De nombreuses rencontres ont été effectuées par ARTICLE 19, dans différentes régions (Kasserine, Le Kef, Tozeur et Monastir), pour installer la culture du dialogue, donner la voix aux jeunes et moins jeunes tunisiens et faire passer leurs messages à l'ANC, à travers une liste de recommandations. Le but fondamental de pareilles rencontres était de montrer à la société civile régionale quelles sont les garanties constitutionnelles de la liberté d'expression, les standards internationaux dans ce domaine et les expériences des pays démocratiques en la matière.

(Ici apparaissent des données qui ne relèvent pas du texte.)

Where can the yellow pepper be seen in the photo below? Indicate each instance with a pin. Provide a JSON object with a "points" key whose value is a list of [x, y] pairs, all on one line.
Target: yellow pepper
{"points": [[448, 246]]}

ARTICLE 19 mettra, demain, le cap sur le gouvernorat de Tataouine. Continuant dans cette démarche participative dans la rédaction de la Constitution, l'organisation tient à donner la voix à la jeunesse et à la société civile de cette ville. Les 17 et 18 novembre, le séminaire aura lieu sur le thème «Les garanties constitutionnelles de la liberté d'expression : lecture dans le brouillon de la Constitution». Participeront à cette rencontre le SNJT, l'association féminine Nour, des journalistes, certains élus de l'ANC représentants de Tataouine et la société civile de ladite ville. Il s'agira de miser sur le consensus national pour remplacer la violence politique, de lire une analyse juridique de l'avant-projet de la Constitution selon les standards internationaux et les instances constitutionnelles (leur fonction et les obstacles auxquels ils font face). Les soucis de la presse régionale et l'expérience électorale à Tataouine feront partie des débats. Durant cette rencontre, la femme sera présente. Les problématiques quotidiennes que rencontre la femme rurale tunisienne de la région seront exposées.